Development of the OSCE Stations
The curriculum content of the three-week QI elective rotation is summarized in Table 1, columns one and two. This curriculum was modeled on Dewey’s25 philosophy of experiential education. Instructional methods consisted of case-based exercises, role-play, simulations, workshops, and didactics. In addition, as part of the curriculum, all fellows participated as a team in a QI project relevant to their clinical practice.
The director of the QI rotation (who is also the program director for the preventive medicine fellowship) led the development of the OSCE. The OSCE committee consisted of three educational assessment experts (including the preventive medicine and endocrinology fellowship program directors) and three other local institutional content experts.
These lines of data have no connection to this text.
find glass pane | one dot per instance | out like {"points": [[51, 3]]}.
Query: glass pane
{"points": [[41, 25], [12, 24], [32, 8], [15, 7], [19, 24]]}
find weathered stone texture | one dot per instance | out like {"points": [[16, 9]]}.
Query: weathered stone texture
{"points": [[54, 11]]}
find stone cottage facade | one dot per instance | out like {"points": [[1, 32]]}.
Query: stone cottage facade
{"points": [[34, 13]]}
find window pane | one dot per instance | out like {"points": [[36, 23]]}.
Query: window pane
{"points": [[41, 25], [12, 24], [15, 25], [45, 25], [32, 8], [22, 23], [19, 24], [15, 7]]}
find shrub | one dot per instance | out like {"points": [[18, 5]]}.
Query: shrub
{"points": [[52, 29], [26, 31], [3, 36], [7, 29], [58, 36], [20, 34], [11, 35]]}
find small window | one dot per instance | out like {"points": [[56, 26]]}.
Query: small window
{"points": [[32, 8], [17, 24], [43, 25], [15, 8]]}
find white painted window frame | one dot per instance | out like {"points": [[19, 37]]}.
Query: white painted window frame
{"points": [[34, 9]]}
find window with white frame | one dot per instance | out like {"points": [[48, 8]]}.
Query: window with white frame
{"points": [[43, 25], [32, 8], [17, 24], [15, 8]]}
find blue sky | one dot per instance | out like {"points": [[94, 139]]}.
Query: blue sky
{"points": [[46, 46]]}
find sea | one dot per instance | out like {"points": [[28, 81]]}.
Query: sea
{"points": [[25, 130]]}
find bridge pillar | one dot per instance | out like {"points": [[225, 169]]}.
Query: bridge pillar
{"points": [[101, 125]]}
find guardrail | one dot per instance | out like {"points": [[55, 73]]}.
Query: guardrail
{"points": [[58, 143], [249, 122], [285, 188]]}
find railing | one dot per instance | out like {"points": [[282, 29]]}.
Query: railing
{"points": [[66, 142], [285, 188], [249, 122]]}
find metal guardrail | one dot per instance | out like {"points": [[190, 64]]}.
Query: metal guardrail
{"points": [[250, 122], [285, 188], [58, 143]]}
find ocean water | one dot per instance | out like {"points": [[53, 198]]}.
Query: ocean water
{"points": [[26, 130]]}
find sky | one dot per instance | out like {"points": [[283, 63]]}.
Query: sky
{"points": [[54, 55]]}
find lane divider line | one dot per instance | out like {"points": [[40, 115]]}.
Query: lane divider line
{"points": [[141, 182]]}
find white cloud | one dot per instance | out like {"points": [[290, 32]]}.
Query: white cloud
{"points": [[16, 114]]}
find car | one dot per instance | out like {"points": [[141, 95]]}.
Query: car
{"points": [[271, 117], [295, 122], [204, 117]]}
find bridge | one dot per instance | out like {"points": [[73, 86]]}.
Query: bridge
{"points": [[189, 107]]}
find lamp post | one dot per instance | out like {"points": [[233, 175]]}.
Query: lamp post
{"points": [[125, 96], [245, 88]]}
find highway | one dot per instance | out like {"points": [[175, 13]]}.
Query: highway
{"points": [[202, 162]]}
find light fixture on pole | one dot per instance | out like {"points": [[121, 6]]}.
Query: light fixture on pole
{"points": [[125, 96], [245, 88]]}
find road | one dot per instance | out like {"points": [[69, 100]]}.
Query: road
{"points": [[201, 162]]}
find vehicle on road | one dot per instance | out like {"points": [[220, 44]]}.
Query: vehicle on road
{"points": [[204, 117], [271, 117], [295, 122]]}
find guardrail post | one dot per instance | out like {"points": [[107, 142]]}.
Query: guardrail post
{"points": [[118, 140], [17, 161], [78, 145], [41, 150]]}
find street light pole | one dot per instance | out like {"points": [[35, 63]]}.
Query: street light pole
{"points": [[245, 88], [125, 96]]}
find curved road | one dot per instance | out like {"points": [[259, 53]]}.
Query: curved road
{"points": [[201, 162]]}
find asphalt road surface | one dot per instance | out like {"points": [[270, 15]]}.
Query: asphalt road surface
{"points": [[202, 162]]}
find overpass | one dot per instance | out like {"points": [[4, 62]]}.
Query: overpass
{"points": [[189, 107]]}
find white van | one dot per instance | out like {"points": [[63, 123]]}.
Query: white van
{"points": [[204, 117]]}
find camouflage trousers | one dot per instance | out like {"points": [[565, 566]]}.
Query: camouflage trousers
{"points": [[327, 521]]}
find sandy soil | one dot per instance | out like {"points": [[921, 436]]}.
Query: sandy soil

The committee created a blueprint for the OSCE based on the eight main curriculum objectives of the rotation: prescription errors, negotiation, evidence-based medicine, team collaboration, root cause analysis, quality measurement, Nolan’s three-question model of QI, and insurance systems (Table 1). Each station was designed to assess one of these components of the curriculum. Three stations involved individual interactions with an SP; the team collaboration station involved interaction of all the fellows in one room with a high-fidelity mannequin and an SP. All the other stations consisted of written challenges—short-answer and multiple-choice questions (MCQs). All stations were 15 minutes in length except for the station on evidence-based medicine, which was a two-part station and lasted 30 minutes. Details of each station are described in Table 1, columns three and four.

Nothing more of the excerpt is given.